Illinois politicians have a role to play in growing the workforce and supporting the small businesses that drive our economy. Policymakers can do both by promptly and thoughtfully utilizing American Rescue Plan Funds.
According to the State and Local Fiscal Recovery Funds Initial Report issued by the Governor's Office of Management and Budget on Aug. 31, Illinois received $8.127 billion as part of ARPA. Illinois enacted Fiscal Year 2022 budget only allocated $2.8 billion of those funds. There are billions of dollars remaining. Some of that money should be used to help people get back to work.
Policymakers can begin growing the workforce by allocating ARPA funds for small businesses that train and hire individuals who lost their jobs or businesses because of the pandemic.
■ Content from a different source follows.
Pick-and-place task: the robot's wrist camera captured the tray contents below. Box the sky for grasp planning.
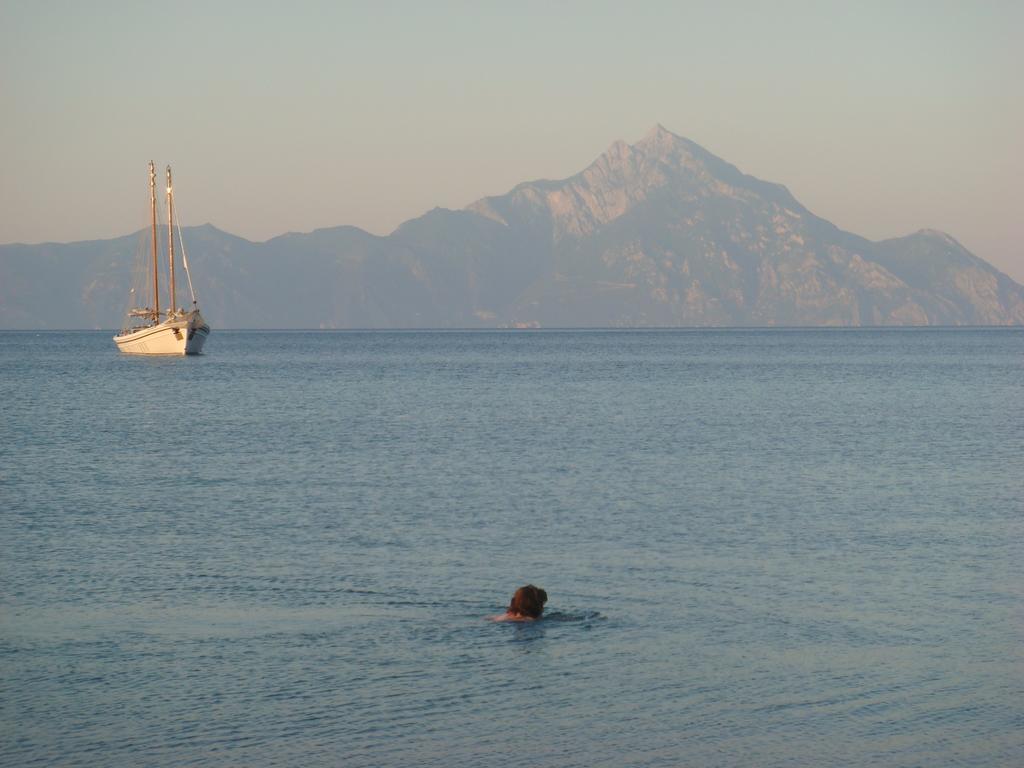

Many folks are not interested in returning to the jobs they held prior to the pandemic and are opting to start new careers. Providing small businesses with resources to offer on-the-job training for net new employees will help them create opportunities for unemployed Illinoisans while supplementing their workforce.
Politicians should also provide grants to small businesses that train and hire individuals whose interactions with the criminal justice system hamper their ability to find employment. This policy will create opportunities for those working to build a better life. It will support returning citizens, the small business community, and the Illinois economy.
There is also bipartisan support galvanizing around financial incentives for child and dependent care. Illinois should implement a policy that provides eligible, working parents financial assistance with child care so they can re-enter the workforce. Providing incentives for child and dependent care can help Illinois secure a robust workforce.
ARPA was passed, in part, to foster the recovery of small businesses and the economy. Given that many small businesses continue to struggle, and our workforce cannot meet the demands of local employers, it is difficult to fathom why Illinois policymakers are leaving so much money on the table. The SBAC strongly urges policymakers to use ARPA funds in an expeditious manner to grow our workforce and support small businesses.
• Elliot Richardson is president and co-founder of the Small Business Advocacy Council.